Background Endotracheal intubation (ETI) is the gold standard for the out-of-hospital emergency airway management in severely injured patients. Due to time-critical circumstances, poor patient presentation and hostile environments, it may be prone for mechanical complications and failure.

Methods In a retrospective study (January 2011 to December 2013), all patients who underwent out-of-hospital ETI before admittance to a level 1 trauma center were analyzed consecutively. Patients with supraglottic airways, being under cardiopulmonary resuscitation and interfacility transports were excluded.
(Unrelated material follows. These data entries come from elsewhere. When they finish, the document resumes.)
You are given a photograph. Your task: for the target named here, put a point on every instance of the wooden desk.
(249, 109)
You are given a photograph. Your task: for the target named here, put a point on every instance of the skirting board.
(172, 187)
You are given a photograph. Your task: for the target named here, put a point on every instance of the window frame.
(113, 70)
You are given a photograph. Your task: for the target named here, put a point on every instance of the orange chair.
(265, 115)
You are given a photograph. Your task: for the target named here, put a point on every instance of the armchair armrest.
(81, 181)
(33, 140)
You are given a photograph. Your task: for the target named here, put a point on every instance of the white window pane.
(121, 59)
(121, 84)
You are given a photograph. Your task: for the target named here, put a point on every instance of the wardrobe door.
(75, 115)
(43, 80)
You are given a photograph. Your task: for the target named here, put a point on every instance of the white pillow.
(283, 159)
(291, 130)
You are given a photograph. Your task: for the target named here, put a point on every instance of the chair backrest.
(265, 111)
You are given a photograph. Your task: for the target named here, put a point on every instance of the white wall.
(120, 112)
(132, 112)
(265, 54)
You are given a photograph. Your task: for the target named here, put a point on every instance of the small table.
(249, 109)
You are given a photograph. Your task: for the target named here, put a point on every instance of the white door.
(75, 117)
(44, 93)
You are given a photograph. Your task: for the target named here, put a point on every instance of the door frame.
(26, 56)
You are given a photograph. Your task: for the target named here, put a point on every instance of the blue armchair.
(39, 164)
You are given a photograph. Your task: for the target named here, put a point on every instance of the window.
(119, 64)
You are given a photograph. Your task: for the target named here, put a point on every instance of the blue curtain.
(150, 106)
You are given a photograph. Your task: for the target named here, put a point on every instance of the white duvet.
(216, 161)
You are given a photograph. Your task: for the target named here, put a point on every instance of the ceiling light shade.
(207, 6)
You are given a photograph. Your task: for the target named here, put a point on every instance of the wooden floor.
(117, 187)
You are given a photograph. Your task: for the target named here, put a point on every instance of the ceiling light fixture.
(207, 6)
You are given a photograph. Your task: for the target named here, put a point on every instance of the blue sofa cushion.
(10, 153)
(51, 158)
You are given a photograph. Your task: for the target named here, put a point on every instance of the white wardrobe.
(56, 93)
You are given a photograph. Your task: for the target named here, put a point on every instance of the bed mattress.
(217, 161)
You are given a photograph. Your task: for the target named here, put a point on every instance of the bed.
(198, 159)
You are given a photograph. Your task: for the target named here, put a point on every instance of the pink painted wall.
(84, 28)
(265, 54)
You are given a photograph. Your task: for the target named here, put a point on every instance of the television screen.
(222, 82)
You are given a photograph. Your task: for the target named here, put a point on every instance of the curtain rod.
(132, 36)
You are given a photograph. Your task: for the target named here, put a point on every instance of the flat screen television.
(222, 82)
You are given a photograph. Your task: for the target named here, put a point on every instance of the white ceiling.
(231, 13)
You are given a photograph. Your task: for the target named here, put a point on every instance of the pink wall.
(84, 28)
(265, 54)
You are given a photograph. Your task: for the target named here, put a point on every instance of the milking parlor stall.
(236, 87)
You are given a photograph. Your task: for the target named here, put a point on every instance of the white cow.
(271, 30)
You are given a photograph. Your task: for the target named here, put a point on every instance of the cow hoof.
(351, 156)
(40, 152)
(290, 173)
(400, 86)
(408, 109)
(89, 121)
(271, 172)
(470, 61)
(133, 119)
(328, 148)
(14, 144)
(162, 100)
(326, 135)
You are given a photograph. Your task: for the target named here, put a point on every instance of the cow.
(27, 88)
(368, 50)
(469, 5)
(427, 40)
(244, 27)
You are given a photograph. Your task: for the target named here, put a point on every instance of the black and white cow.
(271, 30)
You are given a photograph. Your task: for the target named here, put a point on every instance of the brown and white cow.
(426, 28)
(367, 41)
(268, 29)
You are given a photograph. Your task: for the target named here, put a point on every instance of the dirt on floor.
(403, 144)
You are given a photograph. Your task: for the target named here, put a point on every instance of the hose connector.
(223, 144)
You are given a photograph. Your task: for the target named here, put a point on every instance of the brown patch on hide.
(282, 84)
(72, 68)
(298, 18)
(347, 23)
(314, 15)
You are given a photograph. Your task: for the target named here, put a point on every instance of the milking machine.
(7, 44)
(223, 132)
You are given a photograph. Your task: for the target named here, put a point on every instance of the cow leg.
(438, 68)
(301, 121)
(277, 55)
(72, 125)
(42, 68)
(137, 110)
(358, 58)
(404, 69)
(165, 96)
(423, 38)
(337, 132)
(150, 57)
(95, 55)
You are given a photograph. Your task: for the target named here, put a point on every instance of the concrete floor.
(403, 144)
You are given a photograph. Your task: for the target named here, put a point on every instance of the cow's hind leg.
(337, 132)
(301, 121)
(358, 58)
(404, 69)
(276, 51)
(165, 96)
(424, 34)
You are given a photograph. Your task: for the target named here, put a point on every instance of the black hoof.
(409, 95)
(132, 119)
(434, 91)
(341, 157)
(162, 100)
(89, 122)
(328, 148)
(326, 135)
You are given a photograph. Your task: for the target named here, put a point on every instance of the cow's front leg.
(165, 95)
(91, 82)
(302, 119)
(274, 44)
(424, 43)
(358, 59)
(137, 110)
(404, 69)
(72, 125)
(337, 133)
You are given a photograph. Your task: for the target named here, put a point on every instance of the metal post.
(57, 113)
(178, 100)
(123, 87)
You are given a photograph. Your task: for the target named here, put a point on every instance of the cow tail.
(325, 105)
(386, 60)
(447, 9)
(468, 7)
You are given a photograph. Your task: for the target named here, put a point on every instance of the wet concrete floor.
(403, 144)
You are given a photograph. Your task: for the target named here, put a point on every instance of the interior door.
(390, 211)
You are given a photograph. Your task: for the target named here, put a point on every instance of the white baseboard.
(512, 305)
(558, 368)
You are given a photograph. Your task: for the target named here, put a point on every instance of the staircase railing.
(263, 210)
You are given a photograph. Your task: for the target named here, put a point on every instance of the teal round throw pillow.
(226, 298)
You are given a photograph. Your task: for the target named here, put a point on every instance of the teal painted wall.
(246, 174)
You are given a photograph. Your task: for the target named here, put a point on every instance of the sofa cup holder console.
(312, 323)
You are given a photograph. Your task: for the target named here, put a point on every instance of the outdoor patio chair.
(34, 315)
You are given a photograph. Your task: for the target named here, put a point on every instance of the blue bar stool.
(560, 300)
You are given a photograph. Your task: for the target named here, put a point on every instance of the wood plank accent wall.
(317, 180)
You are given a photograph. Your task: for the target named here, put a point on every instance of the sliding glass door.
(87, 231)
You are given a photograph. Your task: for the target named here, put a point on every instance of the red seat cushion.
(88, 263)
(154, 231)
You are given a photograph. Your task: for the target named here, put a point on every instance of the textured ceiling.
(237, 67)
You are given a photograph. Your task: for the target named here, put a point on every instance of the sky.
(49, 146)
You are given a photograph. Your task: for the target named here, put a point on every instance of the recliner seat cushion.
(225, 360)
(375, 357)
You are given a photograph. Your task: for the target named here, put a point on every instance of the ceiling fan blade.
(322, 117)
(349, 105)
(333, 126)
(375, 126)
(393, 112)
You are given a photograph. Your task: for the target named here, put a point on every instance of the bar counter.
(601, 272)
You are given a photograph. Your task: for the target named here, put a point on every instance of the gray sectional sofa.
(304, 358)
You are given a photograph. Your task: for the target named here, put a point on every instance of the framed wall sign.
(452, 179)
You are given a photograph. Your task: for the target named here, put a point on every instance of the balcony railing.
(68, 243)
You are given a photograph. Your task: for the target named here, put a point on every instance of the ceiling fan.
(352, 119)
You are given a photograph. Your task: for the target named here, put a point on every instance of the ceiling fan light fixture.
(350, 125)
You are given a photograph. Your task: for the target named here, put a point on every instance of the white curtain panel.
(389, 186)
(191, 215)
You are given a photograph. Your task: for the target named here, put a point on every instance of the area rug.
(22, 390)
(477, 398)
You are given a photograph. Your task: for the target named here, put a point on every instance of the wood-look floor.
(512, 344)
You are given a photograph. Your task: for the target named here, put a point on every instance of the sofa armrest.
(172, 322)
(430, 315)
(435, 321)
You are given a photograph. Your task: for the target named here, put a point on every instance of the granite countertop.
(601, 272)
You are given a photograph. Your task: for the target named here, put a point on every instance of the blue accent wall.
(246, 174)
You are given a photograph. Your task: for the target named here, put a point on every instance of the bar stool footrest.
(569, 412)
The main study endpoint was the incidence of unrecognized tube malposition; secondary endpoints were Glasgow Outcome Scale (GOS) and in-hospital mortality adjusted to on-scene Glasgow Coma Scale (GCS), Injury Severity Score (ISS), Abbreviated Injury Scale head (AIS head), and on-scene time.

Results Out of 1176 patients, 151 underwent out-of-hospital ETI. At hospital admission, tube malpositions were recognized in nine patients (5.9%). Accidental and unrecognized esophageal intubation was detected in five patients (3.3%) and bronchial intubation in four patients (2.7%). Although ISS (p=0.053), AIS head (p=0.469), on-scene GCS (p=0.151), on-scene time (p=0.530), GOS (p=0.748) and in-hospital mortality (p=0.431) were similar compared with correctly positioned ETI tubes, three esophageal intubation patients died due to hypoxemic complications.
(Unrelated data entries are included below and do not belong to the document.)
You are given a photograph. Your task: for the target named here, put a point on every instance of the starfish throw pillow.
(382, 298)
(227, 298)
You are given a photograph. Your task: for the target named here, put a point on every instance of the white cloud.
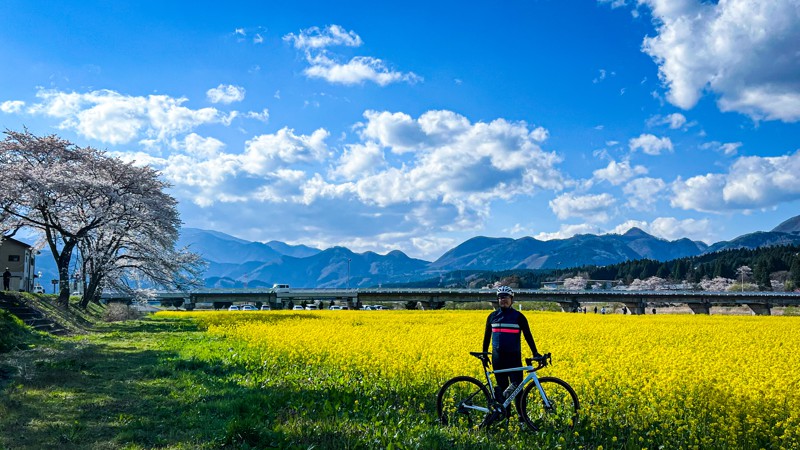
(359, 69)
(359, 161)
(458, 163)
(356, 71)
(225, 94)
(741, 50)
(594, 208)
(316, 38)
(670, 228)
(265, 152)
(262, 116)
(643, 193)
(195, 144)
(650, 144)
(567, 231)
(751, 183)
(728, 148)
(618, 173)
(675, 121)
(12, 106)
(113, 118)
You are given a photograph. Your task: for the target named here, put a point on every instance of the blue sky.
(417, 125)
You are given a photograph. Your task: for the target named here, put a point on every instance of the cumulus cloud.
(751, 183)
(675, 121)
(329, 67)
(360, 160)
(113, 118)
(267, 151)
(457, 162)
(319, 38)
(650, 144)
(12, 106)
(225, 94)
(356, 71)
(643, 193)
(728, 148)
(617, 173)
(670, 228)
(566, 231)
(262, 116)
(742, 51)
(594, 208)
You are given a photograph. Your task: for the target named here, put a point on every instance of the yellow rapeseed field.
(681, 381)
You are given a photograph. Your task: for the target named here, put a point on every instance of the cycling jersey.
(503, 328)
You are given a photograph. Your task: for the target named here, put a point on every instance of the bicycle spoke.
(463, 402)
(559, 414)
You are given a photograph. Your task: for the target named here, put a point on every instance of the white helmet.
(505, 290)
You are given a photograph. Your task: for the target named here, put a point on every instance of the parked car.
(280, 287)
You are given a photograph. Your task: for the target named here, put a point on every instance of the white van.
(280, 288)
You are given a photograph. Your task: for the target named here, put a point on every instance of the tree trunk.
(91, 293)
(63, 273)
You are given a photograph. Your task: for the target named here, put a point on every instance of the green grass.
(166, 384)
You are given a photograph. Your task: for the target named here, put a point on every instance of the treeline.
(780, 263)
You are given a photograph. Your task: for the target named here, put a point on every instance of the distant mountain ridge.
(235, 262)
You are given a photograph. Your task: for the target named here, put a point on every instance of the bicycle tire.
(455, 399)
(563, 413)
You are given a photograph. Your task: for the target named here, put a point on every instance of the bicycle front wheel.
(463, 402)
(559, 413)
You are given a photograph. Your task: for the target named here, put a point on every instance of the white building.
(20, 259)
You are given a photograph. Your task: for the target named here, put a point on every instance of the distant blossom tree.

Discussion In our study sample, out-of-hospital emergency ETI in severely injured patients was associated with a considerable tube misplacement rate. For safety, increased compliance to consequently use available technologies (eg, capnography, video laryngoscopy) for emergency ETI should be warranted.
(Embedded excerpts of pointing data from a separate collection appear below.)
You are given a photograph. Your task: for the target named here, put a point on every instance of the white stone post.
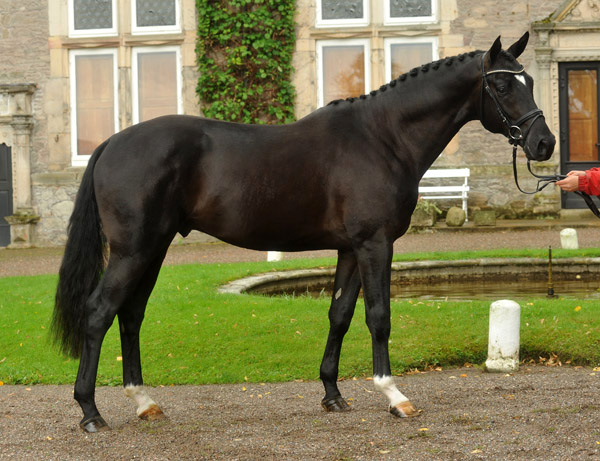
(504, 337)
(274, 256)
(568, 239)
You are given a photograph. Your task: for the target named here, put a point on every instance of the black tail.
(82, 265)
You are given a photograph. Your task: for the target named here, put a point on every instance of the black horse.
(345, 177)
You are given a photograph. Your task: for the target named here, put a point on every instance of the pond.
(487, 279)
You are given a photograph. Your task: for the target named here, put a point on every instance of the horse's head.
(507, 104)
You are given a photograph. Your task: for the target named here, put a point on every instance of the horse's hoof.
(404, 410)
(94, 424)
(336, 404)
(152, 413)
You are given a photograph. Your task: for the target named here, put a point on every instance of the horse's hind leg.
(130, 317)
(119, 282)
(343, 302)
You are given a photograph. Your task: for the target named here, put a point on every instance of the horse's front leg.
(374, 260)
(343, 302)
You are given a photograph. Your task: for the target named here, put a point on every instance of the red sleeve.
(590, 183)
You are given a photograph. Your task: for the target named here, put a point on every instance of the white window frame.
(144, 30)
(365, 43)
(135, 74)
(113, 31)
(389, 21)
(355, 22)
(76, 159)
(388, 42)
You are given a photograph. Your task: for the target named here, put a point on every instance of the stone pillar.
(16, 122)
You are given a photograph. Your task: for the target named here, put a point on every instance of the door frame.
(573, 201)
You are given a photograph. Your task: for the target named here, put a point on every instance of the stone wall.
(34, 35)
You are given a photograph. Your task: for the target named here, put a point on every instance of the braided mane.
(415, 72)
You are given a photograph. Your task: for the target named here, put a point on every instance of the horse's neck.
(428, 110)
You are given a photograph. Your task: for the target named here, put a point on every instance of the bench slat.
(447, 173)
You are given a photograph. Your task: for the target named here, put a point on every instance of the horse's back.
(258, 186)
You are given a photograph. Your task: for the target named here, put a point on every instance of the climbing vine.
(244, 50)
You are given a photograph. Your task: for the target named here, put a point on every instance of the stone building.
(75, 71)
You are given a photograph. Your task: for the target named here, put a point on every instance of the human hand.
(570, 183)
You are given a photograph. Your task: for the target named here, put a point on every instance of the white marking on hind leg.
(139, 395)
(385, 385)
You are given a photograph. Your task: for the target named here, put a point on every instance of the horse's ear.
(517, 48)
(494, 50)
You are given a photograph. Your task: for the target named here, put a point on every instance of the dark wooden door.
(579, 121)
(5, 194)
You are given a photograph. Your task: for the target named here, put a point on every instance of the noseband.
(516, 135)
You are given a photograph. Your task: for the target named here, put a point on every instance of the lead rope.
(544, 181)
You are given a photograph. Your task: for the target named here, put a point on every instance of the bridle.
(517, 136)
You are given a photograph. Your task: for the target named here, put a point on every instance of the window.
(94, 111)
(409, 11)
(92, 18)
(155, 16)
(404, 54)
(332, 13)
(156, 82)
(343, 68)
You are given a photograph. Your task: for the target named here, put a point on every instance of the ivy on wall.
(244, 50)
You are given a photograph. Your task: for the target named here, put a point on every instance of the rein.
(516, 136)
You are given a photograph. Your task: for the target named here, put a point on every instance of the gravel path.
(47, 260)
(541, 413)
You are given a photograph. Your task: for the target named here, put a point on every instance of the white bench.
(460, 191)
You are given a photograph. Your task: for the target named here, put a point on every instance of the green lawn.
(193, 335)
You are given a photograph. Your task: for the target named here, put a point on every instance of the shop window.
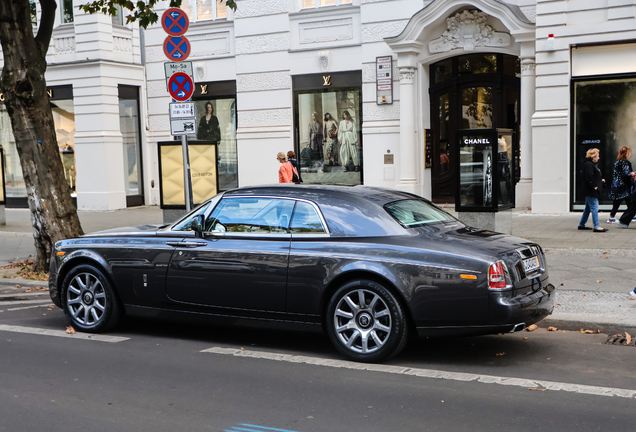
(216, 111)
(118, 16)
(67, 11)
(319, 3)
(201, 10)
(477, 107)
(131, 137)
(604, 118)
(477, 64)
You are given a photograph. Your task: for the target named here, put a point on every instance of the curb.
(22, 282)
(605, 328)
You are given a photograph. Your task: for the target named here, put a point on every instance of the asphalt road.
(171, 377)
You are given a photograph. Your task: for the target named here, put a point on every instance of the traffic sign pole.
(180, 85)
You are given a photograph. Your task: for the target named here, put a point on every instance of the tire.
(90, 303)
(369, 332)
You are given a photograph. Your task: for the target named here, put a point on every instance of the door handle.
(192, 244)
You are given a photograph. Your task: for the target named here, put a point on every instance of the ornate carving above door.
(468, 29)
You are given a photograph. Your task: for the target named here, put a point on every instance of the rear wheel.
(90, 303)
(365, 322)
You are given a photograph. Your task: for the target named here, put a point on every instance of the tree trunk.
(53, 215)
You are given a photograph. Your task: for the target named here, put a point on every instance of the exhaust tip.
(518, 327)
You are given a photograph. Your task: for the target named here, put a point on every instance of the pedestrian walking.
(622, 181)
(592, 186)
(291, 157)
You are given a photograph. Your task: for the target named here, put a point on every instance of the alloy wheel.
(86, 299)
(362, 321)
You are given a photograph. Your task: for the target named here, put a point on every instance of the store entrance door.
(474, 91)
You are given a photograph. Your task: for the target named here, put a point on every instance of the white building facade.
(310, 76)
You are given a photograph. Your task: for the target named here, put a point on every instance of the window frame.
(318, 6)
(326, 234)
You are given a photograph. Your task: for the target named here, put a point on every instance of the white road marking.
(430, 373)
(25, 302)
(30, 307)
(62, 333)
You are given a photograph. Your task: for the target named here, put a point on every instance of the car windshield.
(414, 213)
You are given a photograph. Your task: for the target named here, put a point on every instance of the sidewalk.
(593, 272)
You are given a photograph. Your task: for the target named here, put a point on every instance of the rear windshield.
(414, 213)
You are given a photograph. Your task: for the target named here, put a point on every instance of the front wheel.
(365, 322)
(90, 303)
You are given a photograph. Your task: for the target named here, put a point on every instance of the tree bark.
(53, 215)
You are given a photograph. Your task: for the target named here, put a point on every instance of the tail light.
(497, 276)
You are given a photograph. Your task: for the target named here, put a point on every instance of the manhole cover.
(625, 340)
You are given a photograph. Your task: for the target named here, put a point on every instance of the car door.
(242, 259)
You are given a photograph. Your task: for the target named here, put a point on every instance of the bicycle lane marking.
(62, 333)
(430, 373)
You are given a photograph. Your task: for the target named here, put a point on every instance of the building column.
(527, 101)
(408, 153)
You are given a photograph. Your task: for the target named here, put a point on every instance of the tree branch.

Level of evidence Level of Evidence IIA.

  • intubation
  • out-of-hospital
  • polytrauma
  • severely injured
  • misplacement
  • esophageal

This is an open access article distributed in accordance with the Creative Commons Attribution Non Commercial (CC BY-NC 4.0) license, which permits others to distribute, remix, adapt, build upon this work non-commercially, and license their derivative works on different terms, provided the original work is properly cited, appropriate credit is given, any changes made indicated, and the use is non-commercial. See: http://creativecommons.org/licenses/by-nc/4.0/.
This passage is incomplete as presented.